Lets say you have a html file you want to download all of the mp3s from so you run the following command to get the urls
[21:41:33][user@host ~]$ cat index.html | sed -e 's/"/\n/g' | egrep '^http.*\.mp3$'
http://www.greatestsiteever.com/song.mp3
http://www.goodmusic.com/goody.mp3
http://www.badmusic.com/bad.mp3
...
The thing is that you don’t want to write those urls to a file on the drive because you just don’t want the clutter.
Enter /dev/stdin
[21:45:48][user@host ~]$ cat index.html | sed -e 's/"/\n/g' | egrep '^http.*\.mp3$' | wget -i /dev/stdin
--21:45:49-- http://www.greatestsiteever.com/song.mp3
Resolving www.greatestsiteever.com... 10.10.10.1
Connecting to www.greatestsiteever.com|10.10.10.1|:80... connected.

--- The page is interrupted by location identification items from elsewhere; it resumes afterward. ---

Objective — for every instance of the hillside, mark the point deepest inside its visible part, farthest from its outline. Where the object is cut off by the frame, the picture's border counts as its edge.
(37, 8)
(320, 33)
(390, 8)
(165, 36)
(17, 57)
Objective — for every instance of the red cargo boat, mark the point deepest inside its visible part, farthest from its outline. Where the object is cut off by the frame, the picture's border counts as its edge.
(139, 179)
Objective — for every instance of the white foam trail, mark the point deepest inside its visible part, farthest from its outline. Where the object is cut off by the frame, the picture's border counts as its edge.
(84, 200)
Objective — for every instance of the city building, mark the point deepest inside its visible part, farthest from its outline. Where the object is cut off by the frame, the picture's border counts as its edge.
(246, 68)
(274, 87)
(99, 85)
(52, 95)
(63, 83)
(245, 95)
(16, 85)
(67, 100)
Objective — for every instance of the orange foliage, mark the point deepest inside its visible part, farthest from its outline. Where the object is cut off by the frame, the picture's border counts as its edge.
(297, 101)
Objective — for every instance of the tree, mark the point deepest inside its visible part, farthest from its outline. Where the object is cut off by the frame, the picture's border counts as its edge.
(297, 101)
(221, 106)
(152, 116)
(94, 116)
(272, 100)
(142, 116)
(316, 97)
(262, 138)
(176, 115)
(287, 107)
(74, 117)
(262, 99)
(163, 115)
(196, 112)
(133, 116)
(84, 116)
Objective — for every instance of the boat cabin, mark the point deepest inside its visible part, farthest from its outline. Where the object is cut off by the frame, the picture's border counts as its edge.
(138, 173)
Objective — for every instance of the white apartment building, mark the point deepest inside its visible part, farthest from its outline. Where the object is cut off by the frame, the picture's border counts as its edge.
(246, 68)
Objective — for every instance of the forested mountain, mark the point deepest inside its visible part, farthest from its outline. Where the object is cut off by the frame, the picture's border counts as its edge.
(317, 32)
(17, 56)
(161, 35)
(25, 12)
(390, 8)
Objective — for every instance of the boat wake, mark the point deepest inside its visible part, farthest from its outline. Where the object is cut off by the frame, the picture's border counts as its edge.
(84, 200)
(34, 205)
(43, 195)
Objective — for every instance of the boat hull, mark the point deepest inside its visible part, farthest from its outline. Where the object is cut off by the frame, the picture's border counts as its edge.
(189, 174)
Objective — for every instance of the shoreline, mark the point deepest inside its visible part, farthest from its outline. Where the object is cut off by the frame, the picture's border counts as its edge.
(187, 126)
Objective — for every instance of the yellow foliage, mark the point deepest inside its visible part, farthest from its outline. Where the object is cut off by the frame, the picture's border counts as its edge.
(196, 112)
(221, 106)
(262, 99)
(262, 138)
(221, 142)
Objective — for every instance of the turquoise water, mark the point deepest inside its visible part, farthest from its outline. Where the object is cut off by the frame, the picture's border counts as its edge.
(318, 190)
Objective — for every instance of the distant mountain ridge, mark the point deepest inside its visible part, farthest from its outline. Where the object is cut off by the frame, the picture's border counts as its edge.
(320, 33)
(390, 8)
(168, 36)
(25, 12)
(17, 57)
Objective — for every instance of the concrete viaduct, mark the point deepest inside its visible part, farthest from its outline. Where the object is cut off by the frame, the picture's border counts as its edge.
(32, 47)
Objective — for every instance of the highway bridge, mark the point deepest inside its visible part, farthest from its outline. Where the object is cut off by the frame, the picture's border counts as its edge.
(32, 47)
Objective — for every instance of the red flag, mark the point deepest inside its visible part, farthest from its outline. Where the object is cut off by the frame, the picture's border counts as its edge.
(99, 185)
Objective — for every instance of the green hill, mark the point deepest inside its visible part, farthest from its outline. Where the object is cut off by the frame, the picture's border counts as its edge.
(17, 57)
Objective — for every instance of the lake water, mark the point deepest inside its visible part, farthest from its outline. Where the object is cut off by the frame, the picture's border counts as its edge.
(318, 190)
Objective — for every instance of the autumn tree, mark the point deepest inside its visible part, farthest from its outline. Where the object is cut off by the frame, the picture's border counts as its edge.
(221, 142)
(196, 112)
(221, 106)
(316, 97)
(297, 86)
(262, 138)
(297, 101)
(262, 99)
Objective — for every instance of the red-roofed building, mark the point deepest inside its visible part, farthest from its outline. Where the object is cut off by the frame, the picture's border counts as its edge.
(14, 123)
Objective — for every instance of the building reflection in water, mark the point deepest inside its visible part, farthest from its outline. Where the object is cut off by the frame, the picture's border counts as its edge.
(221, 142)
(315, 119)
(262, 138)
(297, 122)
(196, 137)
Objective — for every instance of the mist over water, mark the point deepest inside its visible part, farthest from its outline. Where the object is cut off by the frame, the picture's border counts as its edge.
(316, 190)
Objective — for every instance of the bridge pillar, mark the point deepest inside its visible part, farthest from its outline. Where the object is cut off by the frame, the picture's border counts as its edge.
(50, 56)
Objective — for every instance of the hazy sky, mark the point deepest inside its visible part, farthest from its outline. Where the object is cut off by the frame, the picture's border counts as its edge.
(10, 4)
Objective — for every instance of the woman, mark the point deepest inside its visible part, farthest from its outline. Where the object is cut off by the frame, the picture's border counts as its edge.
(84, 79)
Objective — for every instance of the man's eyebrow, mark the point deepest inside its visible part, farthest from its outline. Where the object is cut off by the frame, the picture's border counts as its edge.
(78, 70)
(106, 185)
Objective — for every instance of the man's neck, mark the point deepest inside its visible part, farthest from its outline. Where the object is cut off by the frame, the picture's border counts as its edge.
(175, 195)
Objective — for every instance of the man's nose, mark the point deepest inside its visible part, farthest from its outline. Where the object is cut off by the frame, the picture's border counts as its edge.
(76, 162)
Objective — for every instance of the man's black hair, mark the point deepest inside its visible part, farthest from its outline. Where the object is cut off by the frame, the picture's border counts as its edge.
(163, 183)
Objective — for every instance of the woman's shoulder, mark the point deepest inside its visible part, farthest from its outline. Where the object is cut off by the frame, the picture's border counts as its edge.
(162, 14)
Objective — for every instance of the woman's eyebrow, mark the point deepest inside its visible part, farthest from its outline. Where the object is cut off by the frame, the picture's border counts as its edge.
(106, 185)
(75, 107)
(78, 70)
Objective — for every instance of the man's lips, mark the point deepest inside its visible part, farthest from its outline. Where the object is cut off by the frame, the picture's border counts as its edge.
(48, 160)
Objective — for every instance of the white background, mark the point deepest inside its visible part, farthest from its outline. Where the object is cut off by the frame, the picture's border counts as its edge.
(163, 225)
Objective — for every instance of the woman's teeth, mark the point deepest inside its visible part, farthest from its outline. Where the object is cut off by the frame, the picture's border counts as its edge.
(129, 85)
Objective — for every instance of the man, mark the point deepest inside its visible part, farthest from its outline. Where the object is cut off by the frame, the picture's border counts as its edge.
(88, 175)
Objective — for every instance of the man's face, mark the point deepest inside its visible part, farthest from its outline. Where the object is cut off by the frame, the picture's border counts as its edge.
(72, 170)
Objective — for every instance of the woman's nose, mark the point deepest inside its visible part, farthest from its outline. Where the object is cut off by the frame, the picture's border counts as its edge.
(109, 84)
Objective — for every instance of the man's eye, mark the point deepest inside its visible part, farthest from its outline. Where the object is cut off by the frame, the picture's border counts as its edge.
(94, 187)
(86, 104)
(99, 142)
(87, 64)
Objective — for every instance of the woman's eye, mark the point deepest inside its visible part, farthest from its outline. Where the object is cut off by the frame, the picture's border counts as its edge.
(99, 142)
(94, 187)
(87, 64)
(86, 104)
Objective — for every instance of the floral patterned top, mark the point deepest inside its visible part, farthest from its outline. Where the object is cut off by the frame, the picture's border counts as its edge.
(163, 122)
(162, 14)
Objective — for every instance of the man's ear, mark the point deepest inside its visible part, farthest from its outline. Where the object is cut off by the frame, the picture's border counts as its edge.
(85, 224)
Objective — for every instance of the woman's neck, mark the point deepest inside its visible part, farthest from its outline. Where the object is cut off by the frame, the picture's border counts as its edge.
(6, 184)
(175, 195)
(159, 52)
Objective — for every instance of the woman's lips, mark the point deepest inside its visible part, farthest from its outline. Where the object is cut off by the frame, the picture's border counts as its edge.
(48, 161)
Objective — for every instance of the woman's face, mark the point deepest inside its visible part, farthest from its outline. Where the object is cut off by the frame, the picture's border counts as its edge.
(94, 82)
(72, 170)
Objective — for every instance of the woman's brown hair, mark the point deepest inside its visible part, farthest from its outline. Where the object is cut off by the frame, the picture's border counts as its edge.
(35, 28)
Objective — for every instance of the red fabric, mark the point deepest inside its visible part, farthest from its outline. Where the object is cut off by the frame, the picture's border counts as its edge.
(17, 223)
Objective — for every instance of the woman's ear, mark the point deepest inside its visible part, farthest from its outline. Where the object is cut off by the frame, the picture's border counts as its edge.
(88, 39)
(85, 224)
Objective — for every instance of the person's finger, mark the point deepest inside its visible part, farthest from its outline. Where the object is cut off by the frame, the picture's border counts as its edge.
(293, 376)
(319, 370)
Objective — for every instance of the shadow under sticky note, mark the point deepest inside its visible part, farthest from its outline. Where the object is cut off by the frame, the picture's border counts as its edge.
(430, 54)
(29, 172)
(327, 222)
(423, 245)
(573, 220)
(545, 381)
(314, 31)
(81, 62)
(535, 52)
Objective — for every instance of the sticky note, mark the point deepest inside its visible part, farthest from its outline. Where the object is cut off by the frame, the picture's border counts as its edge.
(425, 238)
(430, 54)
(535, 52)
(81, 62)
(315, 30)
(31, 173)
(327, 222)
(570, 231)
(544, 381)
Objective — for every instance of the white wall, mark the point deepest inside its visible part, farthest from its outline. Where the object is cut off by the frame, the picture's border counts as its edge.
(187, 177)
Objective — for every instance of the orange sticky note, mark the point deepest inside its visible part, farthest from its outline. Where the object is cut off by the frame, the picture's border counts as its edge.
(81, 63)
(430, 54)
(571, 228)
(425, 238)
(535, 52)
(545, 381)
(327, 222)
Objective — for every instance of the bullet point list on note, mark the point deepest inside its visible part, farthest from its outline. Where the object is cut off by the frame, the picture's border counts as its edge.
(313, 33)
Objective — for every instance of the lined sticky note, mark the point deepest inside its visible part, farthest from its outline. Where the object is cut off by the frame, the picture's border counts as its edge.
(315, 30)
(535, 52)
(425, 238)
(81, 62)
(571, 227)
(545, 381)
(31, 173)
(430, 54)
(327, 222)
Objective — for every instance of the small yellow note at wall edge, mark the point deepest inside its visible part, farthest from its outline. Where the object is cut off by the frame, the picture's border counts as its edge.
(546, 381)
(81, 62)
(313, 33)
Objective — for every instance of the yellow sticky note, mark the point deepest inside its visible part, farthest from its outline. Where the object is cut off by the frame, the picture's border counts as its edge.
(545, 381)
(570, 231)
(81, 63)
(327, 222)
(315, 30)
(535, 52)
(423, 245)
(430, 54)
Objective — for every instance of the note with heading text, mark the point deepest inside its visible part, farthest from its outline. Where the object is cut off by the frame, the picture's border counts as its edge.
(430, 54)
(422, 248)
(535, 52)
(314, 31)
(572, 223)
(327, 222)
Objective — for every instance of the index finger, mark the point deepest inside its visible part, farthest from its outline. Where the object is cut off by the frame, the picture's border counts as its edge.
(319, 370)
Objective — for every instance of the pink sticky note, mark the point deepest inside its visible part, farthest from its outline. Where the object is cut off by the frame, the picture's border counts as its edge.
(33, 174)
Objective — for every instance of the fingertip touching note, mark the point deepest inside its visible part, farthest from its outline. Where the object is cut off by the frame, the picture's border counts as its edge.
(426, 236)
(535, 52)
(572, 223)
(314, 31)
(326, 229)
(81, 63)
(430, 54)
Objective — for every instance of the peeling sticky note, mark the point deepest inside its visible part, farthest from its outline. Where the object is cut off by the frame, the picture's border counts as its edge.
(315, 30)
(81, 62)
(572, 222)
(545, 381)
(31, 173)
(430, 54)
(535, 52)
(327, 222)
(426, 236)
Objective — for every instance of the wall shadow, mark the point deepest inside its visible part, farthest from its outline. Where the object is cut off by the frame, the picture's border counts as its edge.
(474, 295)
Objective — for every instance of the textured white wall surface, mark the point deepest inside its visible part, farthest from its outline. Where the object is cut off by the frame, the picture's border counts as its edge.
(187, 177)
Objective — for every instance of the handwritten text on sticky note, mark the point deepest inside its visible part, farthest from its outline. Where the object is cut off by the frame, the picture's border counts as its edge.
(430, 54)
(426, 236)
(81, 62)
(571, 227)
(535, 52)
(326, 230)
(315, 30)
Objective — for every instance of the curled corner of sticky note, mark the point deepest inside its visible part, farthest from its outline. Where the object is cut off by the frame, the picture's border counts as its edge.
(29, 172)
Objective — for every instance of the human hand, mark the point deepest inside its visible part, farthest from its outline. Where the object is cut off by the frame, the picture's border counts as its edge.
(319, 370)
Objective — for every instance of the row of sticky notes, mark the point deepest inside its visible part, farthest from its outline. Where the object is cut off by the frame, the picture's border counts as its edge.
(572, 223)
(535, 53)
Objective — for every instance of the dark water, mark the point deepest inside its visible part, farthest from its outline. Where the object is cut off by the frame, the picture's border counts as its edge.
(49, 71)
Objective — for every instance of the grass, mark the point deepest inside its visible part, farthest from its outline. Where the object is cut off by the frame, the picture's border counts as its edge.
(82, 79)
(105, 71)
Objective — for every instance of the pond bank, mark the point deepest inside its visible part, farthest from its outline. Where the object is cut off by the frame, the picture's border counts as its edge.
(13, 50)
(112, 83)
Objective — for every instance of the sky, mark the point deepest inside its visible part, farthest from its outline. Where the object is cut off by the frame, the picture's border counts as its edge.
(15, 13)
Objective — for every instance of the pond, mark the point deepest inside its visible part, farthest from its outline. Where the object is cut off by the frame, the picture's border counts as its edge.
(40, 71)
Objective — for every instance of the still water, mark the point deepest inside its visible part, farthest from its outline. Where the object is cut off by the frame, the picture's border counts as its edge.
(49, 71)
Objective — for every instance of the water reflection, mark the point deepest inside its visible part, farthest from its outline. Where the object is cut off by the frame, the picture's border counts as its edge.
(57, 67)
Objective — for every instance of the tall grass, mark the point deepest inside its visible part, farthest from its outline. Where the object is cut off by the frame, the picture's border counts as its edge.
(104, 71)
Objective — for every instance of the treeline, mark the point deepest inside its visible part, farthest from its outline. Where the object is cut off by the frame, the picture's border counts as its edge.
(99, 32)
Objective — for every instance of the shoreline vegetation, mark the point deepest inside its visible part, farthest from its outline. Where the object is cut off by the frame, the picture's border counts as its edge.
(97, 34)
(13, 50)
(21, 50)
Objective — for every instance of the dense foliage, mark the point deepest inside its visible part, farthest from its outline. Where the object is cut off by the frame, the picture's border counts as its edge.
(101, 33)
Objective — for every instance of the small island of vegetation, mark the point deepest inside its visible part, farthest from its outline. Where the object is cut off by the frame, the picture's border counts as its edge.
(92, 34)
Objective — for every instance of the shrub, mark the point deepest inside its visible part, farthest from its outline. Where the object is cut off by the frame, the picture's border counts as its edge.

HTTP request sent, awaiting response... 200 OK
Length: unspecified [text/html]
Saving to: `song.mp3'
[ <=========================================================> ] 3,443,012 1832.5K/s in 2.2s
21:45:51 (1832.5 KB/s) - `song.mp3' saved [43012]
FINISHED --21:45:51--
Downloaded: 1 files, 3.28M in 2.2s (1832.5 KB/s)
......
This technique can be very handy depending on the type of work you are doing. If you are needing to pass a configuration file to an application and the filesystem is read only or you don’t want to actually write the config to the filesystem or any situation where a command needs an input file and you don’t want to create any files.